36 Serpentis

Observation data Epoch J2000.0 Equinox ICRS
- Constellation: Serpens
- Right ascension: 15^{h} 51^{m} 15.59418^{s}
- Declination: −03° 05′ 25.7938″
- Apparent magnitude (V): 5.09 (5.2 + 7.8)

Characteristics
- Spectral type: A3Vn or A2IV-Vn (A7 + G0)
- U−B color index: +0.07
- B−V color index: +0.12

Astrometry
- Radial velocity (R_{v}): −8 km/s
- Proper motion (μ): RA: −91.09 mas/yr Dec.: −28.21 mas/yr
- Parallax (π): 20.10±0.33 mas
- Distance: 162 ± 3 ly (49.8 ± 0.8 pc)
- Absolute magnitude (M_{V}): 1.61

Orbit
- Primary: 36 Ser A
- Name: 36 Ser B
- Period (P): 1,073 days
- Eccentricity (e): 0.7
- Semi-amplitude (K_{1}) (primary): 6 km/s

Orbit
- Primary: 36 Ser AB
- Name: 36 Ser C
- Period (P): 50.6±1.5 yr
- Semi-major axis (a): 0.400±0.006″
- Eccentricity (e): 0.8323±0.0047
- Inclination (i): 98.08±0.31°
- Longitude of the node (Ω): 74.00±0.31°
- Periastron epoch (T): 2002.78±0.17
- Argument of periastron (ω) (secondary): 72.84±0.91°

Details

36 Ser A
- Mass: 1.97 M_{☉}
- Radius: 2.25 R_{☉}
- Luminosity: 19.13 L_{☉}
- Surface gravity (log g): 3.89 cgs
- Temperature: 8,213 K
- Metallicity [Fe/H]: −2.00 dex
- Rotational velocity (v sin i): 229 km/s
- Age: 710 Myr

36 Ser B
- Mass: ≥0.37 and ≤0.50 M_{☉}

36 Ser C
- Mass: 1.27 M_{☉}
- Radius: 1.26 R_{☉}
- Temperature: 6,255 K
- Age: 710 Myr
- Other designations: b Ser, 36 Ser, BD−02°4058, FK5 2249, GC 4210, HD 141851, HIP 77660, HR 5895, SAO 140801, WDS J15513-0305

Database references
- SIMBAD: data

= 36 Serpentis =

Star in the constellation Serpens

36 Serpentis is a triple star system in the equatorial constellation of Serpens.

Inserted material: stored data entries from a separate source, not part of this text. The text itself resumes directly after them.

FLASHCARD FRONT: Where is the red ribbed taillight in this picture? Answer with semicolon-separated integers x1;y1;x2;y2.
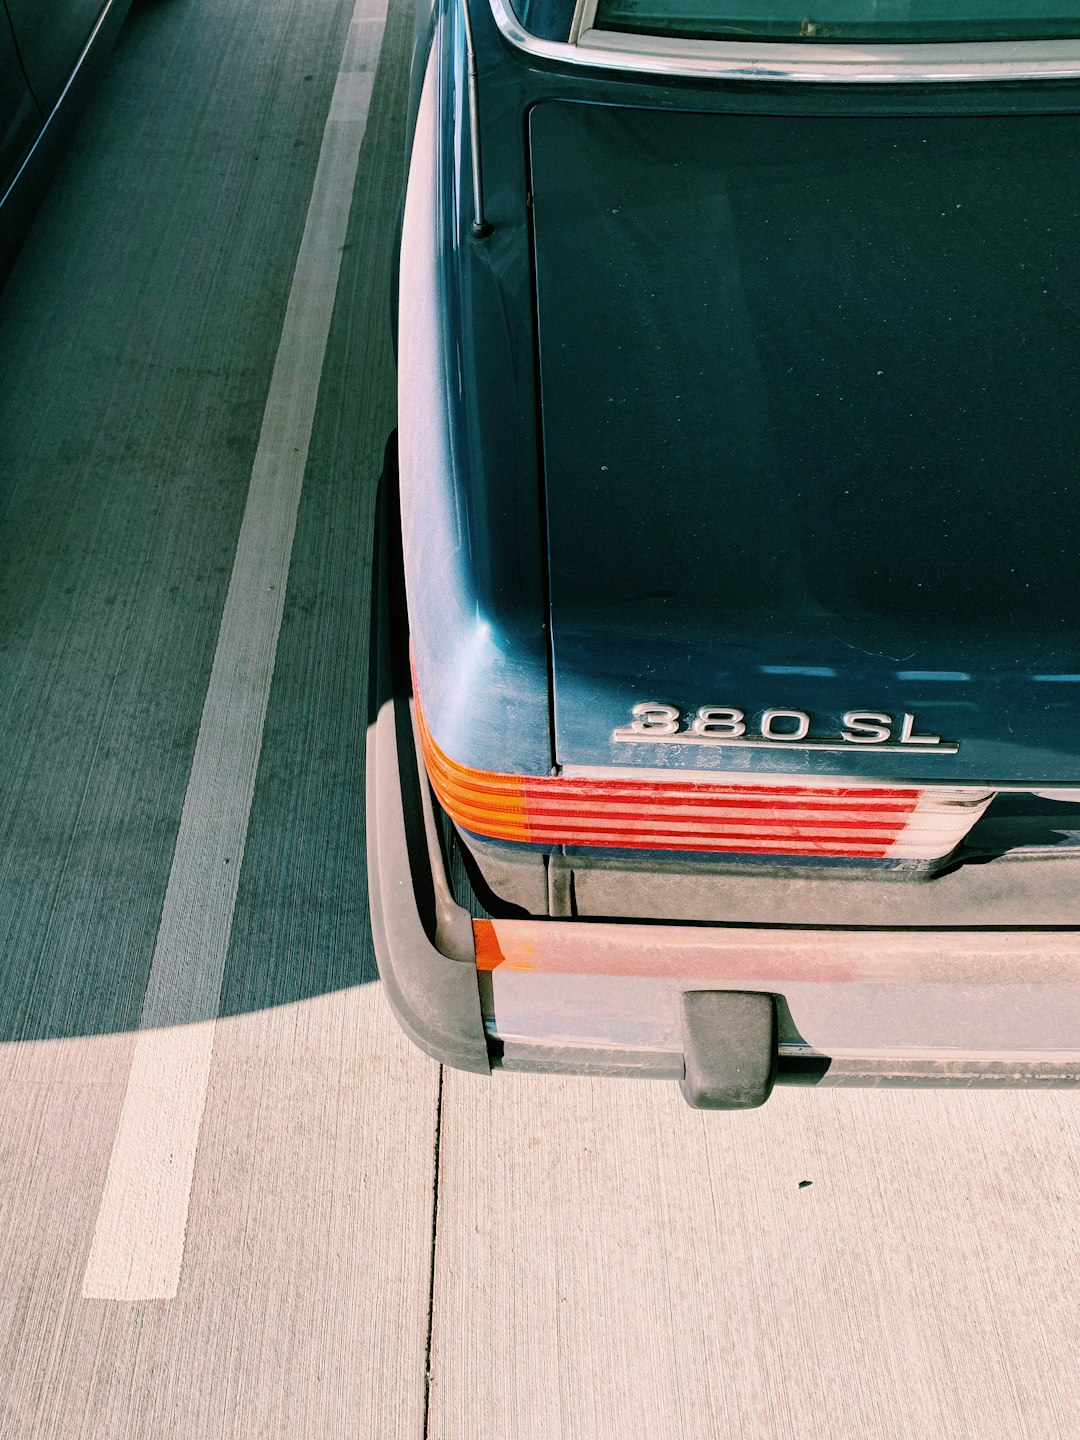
415;701;992;862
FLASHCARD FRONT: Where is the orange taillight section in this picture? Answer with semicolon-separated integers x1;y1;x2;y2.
409;699;981;860
416;704;530;839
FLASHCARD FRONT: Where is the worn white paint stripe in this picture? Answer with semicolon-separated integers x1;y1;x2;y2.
82;0;388;1302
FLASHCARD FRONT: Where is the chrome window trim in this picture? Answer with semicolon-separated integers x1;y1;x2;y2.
490;0;1080;82
568;0;593;43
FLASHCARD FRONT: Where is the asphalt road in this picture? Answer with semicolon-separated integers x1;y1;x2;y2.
1;0;1079;1435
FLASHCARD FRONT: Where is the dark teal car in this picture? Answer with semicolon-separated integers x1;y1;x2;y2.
367;0;1080;1107
0;0;133;279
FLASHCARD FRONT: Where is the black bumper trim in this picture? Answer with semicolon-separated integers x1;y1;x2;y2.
366;696;491;1074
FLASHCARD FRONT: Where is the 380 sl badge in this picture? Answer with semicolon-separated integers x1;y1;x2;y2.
614;704;959;754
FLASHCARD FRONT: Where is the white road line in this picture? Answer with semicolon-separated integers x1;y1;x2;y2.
82;0;388;1302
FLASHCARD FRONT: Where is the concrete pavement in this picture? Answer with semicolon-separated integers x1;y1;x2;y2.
1;0;1078;1434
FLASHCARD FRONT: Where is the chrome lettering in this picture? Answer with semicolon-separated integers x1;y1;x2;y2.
759;708;810;741
691;706;746;738
841;711;893;744
899;712;943;746
612;703;957;753
626;702;681;736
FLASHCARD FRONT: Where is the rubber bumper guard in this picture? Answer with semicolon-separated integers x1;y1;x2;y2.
366;693;491;1074
680;991;778;1109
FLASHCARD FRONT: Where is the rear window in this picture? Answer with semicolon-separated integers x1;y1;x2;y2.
591;1;1080;43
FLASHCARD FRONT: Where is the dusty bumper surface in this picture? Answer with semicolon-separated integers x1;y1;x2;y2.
477;918;1080;1084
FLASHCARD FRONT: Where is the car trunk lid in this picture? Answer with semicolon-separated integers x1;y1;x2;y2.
529;98;1080;791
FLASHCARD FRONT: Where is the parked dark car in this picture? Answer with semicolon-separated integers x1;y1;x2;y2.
0;0;132;279
368;0;1080;1107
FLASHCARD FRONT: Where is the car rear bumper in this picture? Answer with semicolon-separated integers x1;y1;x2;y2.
477;915;1080;1086
367;684;1080;1102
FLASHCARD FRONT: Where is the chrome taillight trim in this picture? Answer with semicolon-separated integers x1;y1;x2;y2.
565;766;1080;795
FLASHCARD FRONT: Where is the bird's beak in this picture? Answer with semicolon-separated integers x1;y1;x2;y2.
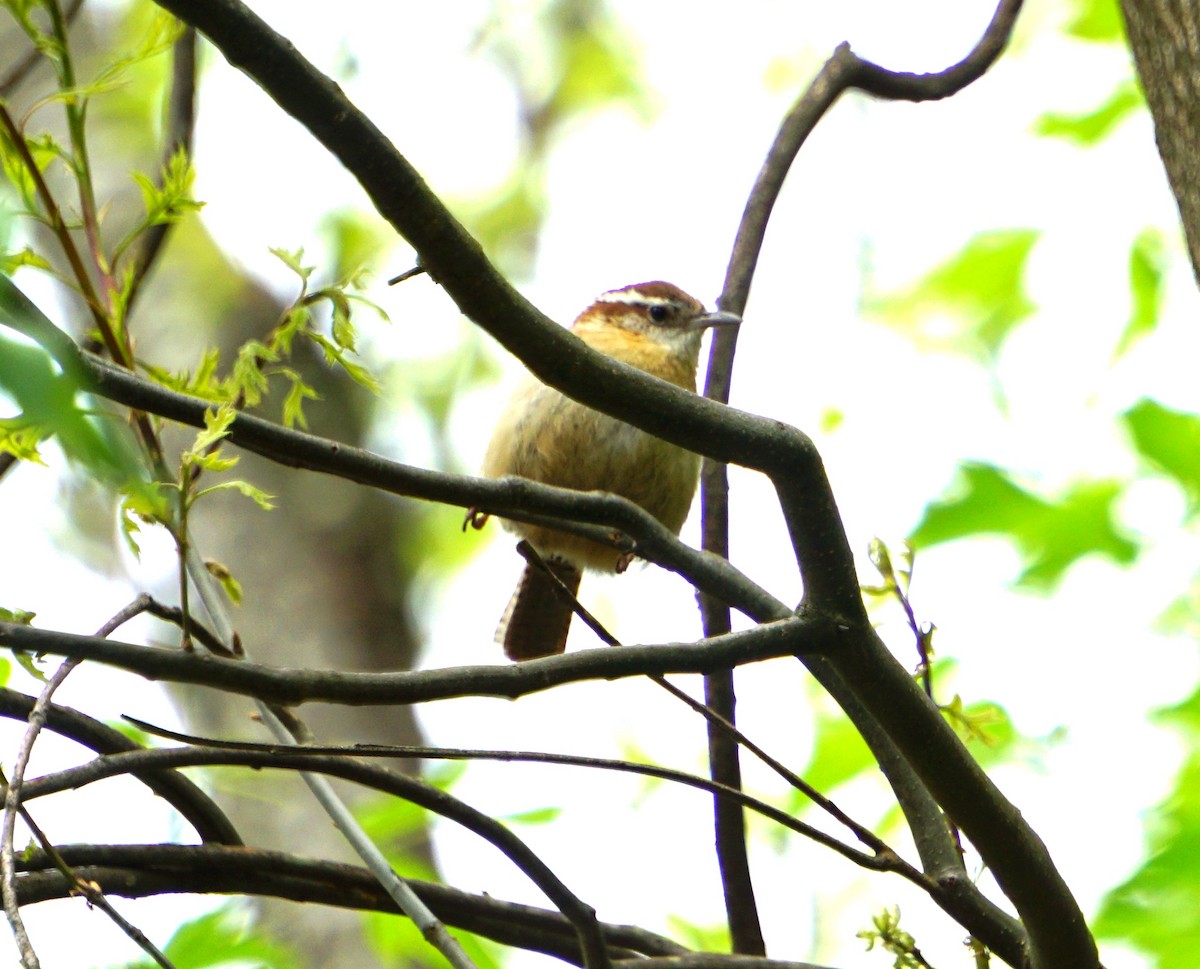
686;310;741;332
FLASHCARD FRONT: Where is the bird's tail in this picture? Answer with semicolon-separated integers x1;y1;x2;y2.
496;557;582;661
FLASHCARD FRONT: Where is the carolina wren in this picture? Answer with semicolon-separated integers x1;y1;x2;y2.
480;281;739;661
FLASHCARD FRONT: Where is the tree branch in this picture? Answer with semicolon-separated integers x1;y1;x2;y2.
110;2;1090;965
1120;0;1200;284
72;353;790;626
0;616;833;706
0;689;240;845
113;722;906;876
15;844;687;965
24;748;612;967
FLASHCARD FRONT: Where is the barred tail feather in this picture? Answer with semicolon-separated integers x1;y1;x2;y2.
496;558;582;661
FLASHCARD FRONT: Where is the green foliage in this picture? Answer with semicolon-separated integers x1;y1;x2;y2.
362;908;504;969
271;246;389;400
540;2;645;120
353;764;469;882
318;208;392;285
865;229;1039;364
355;760;504;969
141;248;387;431
1064;0;1125;43
468;0;651;273
863;544;1023;767
665;916;732;955
467;175;546;274
857;907;931;969
1095;691;1200;969
117;905;301;969
204;558;243;605
503;805;564;825
169;404;274;514
1122;398;1200;513
939;694;1011;750
1158;573;1200;638
1034;79;1145;145
909;462;1139;589
117;147;205;261
12;649;47;682
0;328;142;487
1114;228;1168;357
795;706;875;801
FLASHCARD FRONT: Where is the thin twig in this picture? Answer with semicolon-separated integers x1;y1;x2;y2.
118;717;914;878
0;687;241;845
25;746;619;968
43;0;1087;961
515;543;896;858
124;26;198;318
0;0;85;99
0;595;170;969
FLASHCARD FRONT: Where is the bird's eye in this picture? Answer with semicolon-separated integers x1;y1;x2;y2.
648;304;671;323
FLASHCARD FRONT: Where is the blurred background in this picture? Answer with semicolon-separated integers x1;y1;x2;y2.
0;0;1197;967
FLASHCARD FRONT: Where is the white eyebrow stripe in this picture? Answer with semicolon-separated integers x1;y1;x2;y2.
596;289;676;307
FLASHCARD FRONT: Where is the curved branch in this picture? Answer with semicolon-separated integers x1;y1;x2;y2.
0;695;241;847
0;616;833;706
75;353;789;625
114;723;903;876
24;749;611;967
128;3;1089;965
15;844;686;965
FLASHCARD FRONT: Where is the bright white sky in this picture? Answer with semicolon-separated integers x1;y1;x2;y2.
2;1;1198;967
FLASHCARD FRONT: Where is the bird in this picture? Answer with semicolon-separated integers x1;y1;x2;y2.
478;281;739;661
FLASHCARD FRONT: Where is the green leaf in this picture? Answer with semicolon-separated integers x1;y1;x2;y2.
0;332;142;487
205;560;243;605
0;417;46;462
465;176;545;276
122;905;301;969
503;806;563;825
189;449;239;473
796;709;876;798
664;917;732;955
940;696;1015;756
116;148;205;264
280;372;319;429
307;331;381;394
865;229;1039;363
1095;687;1200;968
1122;398;1200;512
1157;574;1200;637
0;128;64;213
143;349;231;403
0;247;52;275
231;340;274;407
185;403;236;459
318;209;390;282
269;246;314;285
1034;79;1144;145
13;650;46;682
909;462;1139;589
194;478;275;511
1064;0;1126;43
1113;228;1167;357
0;607;36;625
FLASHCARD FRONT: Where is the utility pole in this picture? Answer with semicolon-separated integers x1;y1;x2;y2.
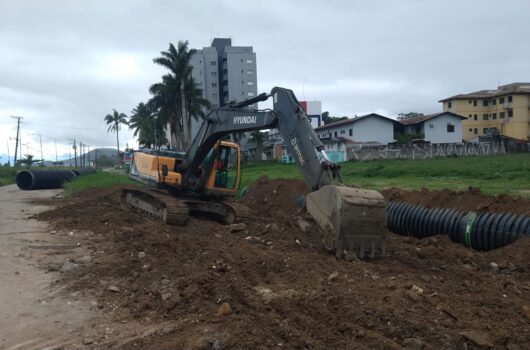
54;139;58;166
79;142;83;167
39;134;44;166
6;140;10;166
94;147;98;169
11;116;22;164
69;139;77;167
68;145;72;166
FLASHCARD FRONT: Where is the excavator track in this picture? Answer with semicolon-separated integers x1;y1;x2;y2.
121;188;253;226
121;188;190;225
222;201;255;222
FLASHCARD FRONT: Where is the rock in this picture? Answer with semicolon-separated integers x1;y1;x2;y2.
403;337;425;350
404;290;422;302
60;260;79;272
489;262;499;273
460;330;494;348
217;302;232;316
82;338;94;345
410;285;424;295
229;223;246;232
138;251;146;258
162;294;181;311
297;219;312;233
255;286;275;303
328;271;339;281
107;285;120;293
521;305;530;321
47;263;61;272
77;255;91;263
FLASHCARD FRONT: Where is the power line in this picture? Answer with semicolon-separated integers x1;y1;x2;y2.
24;121;106;131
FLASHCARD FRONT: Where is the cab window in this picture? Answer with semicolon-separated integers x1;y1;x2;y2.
214;146;238;190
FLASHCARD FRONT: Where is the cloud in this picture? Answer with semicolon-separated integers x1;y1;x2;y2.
1;0;529;160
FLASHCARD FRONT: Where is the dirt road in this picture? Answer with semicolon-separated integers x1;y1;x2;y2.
0;184;97;350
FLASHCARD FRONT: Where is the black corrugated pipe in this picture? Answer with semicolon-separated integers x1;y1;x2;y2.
386;201;530;251
16;170;77;190
74;166;96;176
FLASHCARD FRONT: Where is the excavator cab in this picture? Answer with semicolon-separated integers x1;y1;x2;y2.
205;141;241;194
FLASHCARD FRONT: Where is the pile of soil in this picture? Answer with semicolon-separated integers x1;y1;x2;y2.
383;187;530;215
36;179;530;349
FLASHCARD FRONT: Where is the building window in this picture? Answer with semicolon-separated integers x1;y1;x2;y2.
468;100;472;104
247;81;254;86
340;130;345;134
211;72;217;77
492;113;497;119
473;100;477;106
469;114;472;118
212;83;217;87
500;112;505;118
483;128;489;134
349;129;352;136
247;92;255;96
483;100;488;107
508;109;513;117
447;124;455;133
492;99;497;105
474;128;478;134
246;59;253;64
474;114;477;120
499;97;505;104
483;114;489;120
447;101;452;108
210;61;216;66
334;131;337;137
469;128;472;132
508;96;513;102
247;70;253;75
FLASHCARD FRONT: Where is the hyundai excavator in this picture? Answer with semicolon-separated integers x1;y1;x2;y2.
123;87;387;258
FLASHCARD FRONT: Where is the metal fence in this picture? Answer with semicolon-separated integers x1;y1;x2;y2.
348;142;509;161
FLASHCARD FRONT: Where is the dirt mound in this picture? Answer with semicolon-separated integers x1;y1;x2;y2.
36;182;530;349
383;187;530;215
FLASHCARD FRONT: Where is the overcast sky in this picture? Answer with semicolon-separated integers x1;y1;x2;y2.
1;0;529;161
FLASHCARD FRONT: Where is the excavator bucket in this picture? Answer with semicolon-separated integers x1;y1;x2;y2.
306;185;387;259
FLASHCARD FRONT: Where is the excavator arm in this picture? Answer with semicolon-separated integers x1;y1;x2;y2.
179;87;387;258
180;87;340;191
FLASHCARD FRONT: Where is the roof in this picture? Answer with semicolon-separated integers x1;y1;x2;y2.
439;82;530;102
399;112;467;125
314;113;399;131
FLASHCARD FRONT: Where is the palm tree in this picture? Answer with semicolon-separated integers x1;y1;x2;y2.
129;102;168;148
104;109;128;159
151;41;210;151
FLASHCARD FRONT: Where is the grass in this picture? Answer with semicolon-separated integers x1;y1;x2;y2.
0;167;19;186
63;171;137;195
240;153;530;197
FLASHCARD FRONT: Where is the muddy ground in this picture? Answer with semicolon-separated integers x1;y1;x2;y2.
36;178;530;349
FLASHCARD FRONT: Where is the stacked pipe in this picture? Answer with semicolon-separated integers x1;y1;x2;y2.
386;201;530;251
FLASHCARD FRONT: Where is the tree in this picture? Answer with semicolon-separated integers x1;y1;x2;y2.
397;112;424;120
129;102;168;148
16;154;39;168
249;131;269;161
321;111;348;125
104;109;128;158
151;41;210;151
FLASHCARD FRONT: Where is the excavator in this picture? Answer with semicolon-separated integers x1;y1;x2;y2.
123;87;387;258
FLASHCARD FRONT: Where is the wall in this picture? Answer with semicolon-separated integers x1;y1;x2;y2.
423;115;463;143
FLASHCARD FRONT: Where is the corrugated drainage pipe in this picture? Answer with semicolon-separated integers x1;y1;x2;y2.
386;201;530;251
16;170;77;190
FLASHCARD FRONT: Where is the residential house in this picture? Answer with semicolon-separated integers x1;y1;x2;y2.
314;113;399;144
398;112;466;144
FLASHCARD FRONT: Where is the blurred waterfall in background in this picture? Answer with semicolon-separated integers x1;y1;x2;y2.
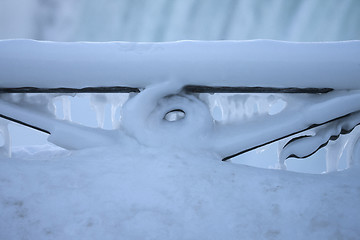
0;0;359;42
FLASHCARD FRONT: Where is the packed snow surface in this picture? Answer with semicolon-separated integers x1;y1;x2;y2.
0;39;360;89
0;145;359;240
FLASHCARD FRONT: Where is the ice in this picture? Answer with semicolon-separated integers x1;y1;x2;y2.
0;118;11;157
108;93;129;129
90;94;107;128
0;93;56;117
279;111;360;171
89;93;129;129
204;93;286;124
268;97;287;115
344;126;360;168
213;90;360;162
325;137;347;172
61;95;72;121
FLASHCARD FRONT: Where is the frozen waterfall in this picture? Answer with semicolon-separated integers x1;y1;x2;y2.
0;0;359;42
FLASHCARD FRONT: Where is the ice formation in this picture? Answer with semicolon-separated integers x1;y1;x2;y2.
279;111;360;170
0;118;11;157
108;93;129;129
0;93;56;117
0;40;359;174
90;94;107;128
88;93;129;129
203;93;287;123
1;88;360;174
61;95;72;121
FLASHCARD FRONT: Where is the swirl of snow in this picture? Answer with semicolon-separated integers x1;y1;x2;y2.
121;81;213;149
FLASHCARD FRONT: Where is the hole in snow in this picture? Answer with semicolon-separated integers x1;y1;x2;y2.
164;109;186;122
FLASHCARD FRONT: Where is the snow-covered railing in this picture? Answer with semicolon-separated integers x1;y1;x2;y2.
0;39;360;172
0;39;359;90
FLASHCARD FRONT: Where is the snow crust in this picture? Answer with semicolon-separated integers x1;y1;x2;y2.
0;146;359;240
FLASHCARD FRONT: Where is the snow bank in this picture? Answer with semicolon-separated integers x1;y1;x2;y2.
0;146;359;240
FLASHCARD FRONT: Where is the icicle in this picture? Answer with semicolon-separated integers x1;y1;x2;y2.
226;96;235;121
47;94;57;116
325;137;347;173
108;93;129;129
344;126;360;168
268;96;287;115
278;157;287;170
110;104;118;128
203;93;289;123
62;96;72;121
350;136;360;168
233;95;245;120
2;93;58;117
0;119;11;158
277;139;288;170
256;95;270;115
279;111;360;170
244;96;257;118
205;94;224;122
90;94;107;128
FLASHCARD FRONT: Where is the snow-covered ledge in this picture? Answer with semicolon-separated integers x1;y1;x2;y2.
0;39;360;173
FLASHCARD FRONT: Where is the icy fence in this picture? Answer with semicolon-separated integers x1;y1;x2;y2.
1;39;360;173
1;91;360;173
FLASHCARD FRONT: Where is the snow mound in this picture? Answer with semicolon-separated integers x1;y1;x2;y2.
0;146;359;240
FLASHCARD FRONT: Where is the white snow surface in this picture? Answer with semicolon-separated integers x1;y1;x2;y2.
0;39;360;89
1;2;360;239
1;145;359;240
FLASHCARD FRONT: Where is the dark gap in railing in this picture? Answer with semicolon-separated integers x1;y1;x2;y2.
0;87;140;94
184;86;333;94
0;86;333;94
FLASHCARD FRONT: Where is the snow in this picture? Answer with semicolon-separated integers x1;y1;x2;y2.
0;39;360;165
0;39;360;90
0;146;359;240
2;85;360;167
1;2;360;238
1;86;360;239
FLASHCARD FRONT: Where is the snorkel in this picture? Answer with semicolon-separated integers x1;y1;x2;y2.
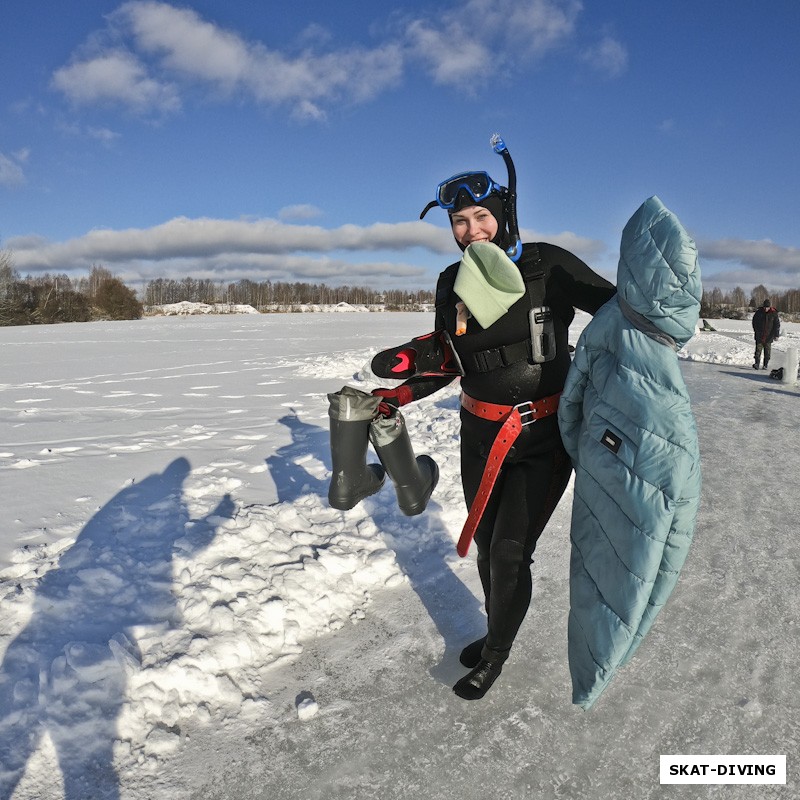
490;133;522;263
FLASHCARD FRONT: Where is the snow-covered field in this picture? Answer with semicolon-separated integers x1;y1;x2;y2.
1;312;797;799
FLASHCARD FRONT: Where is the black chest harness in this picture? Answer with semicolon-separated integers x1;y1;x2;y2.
436;245;555;374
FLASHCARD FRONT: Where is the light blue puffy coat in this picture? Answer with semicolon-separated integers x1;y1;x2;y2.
557;196;702;709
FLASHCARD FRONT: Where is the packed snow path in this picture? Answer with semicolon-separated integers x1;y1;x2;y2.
1;314;797;799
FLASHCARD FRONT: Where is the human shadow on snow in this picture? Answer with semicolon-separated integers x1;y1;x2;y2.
0;457;235;800
265;411;330;503
265;410;485;687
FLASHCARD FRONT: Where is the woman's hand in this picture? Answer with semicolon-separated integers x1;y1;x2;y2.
372;386;412;416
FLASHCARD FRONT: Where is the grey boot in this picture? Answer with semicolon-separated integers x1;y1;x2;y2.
327;386;385;510
369;410;438;516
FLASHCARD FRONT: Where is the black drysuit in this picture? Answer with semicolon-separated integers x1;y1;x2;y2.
390;242;616;657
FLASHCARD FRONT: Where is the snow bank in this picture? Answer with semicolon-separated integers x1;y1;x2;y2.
0;464;409;780
152;302;260;315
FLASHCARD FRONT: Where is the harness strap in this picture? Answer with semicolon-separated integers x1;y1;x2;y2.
456;390;561;557
460;391;561;421
466;338;532;373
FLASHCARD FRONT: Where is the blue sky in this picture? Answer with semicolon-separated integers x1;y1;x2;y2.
2;0;799;295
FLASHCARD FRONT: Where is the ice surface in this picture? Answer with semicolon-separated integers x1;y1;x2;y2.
1;312;798;799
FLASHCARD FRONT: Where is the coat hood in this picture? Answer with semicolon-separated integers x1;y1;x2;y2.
616;196;701;348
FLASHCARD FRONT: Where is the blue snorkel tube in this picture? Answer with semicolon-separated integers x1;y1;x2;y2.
490;134;523;263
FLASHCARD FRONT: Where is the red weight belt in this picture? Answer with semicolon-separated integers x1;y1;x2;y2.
457;390;561;557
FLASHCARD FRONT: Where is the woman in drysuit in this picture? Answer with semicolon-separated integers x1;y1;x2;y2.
368;137;616;700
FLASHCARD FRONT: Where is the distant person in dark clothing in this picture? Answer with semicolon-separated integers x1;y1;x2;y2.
752;299;780;369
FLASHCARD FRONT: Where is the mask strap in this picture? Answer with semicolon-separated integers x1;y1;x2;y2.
419;200;438;220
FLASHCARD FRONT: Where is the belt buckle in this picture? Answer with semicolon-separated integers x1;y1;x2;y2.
513;401;538;427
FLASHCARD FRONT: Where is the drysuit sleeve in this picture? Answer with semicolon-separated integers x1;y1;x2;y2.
392;279;461;401
371;265;461;407
542;244;616;315
372;372;456;409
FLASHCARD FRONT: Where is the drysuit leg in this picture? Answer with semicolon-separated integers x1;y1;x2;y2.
466;444;573;655
454;443;571;699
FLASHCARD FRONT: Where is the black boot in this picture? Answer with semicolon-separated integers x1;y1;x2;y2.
453;646;508;700
327;386;385;510
459;636;487;669
369;411;438;516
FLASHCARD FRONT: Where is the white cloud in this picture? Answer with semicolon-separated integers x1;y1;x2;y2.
278;205;324;222
658;118;676;134
51;50;180;113
296;23;334;48
0;152;27;187
87;127;122;144
6;216;454;275
50;1;403;118
114;253;431;286
504;0;583;53
405;20;492;86
5;214;611;288
698;237;800;273
693;236;800;292
405;0;582;88
117;1;252;88
581;35;628;78
50;0;596;119
117;2;405;106
291;99;327;123
519;226;606;263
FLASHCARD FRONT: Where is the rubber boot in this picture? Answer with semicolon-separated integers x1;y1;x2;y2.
369;410;438;516
327;386;385;510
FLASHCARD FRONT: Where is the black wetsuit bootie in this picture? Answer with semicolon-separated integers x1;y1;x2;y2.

It has the Bayer designation b Serpentis, while 36 Serpentis is the Flamsteed designation. The system is visible to the naked eye as a dim, white-hued point of light with a combined apparent visual magnitude of 5.09. It is located 162 light years away from the Sun based on parallax, and is moving closer with a radial velocity of −8 km/s.

==Characteristics==
The system consists of two spectroscopic binaries. The inner pair contains components A and B, while the outer pair contains components AB and C. The age of the whole system is estimated at 710 million years.

The components AB and C orbit each other over a long orbital period of 52.8 years and a high eccentricity of 0.83. Gray et al. (2017) found a merged stellar classification of A2IV-Vn for this system, while Cowley et al. matched it with a class of A3Vn, where the 'n' indicates "nebulous" lines caused by rapid rotation.

The primary component, 36 Serpentis A, is an A7-class main sequence star of visual magnitude 5.2. It is spinning rapidly, showing a projected rotational velocity of 229 km/s. It was once thought to be a Lambda Boötis star but this is now disputed. The star is 710 million years old with 1.97 times the mass of the Sun and 2.25 times the Sun's radius. It is radiating 19 times the Sun's luminosity from its photosphere at an effective temperature of 8,213 K.

The secondary, 36 Serpentis B, has been detected only by spectroscopy. It has an orbital period of 1073 day and a high eccentricity of 0.7. Interferometric observations have failed to detect this star, implying a luminosity-derived mass less than . The radial velocity data suggest a mass of at least 0.37 solar masses. It may be a faint red dwarf or a white dwarf. 36 Ser B is likely the source for the X-ray emission that has been detected coming from this system.

The tertiary, 36 Serpentis C, is a G0 star with a visual magnitude of 7.8. It has 1.27 times the Sun's mass, 1.26 times the Sun's radius, and an effective temperature of 6555 K.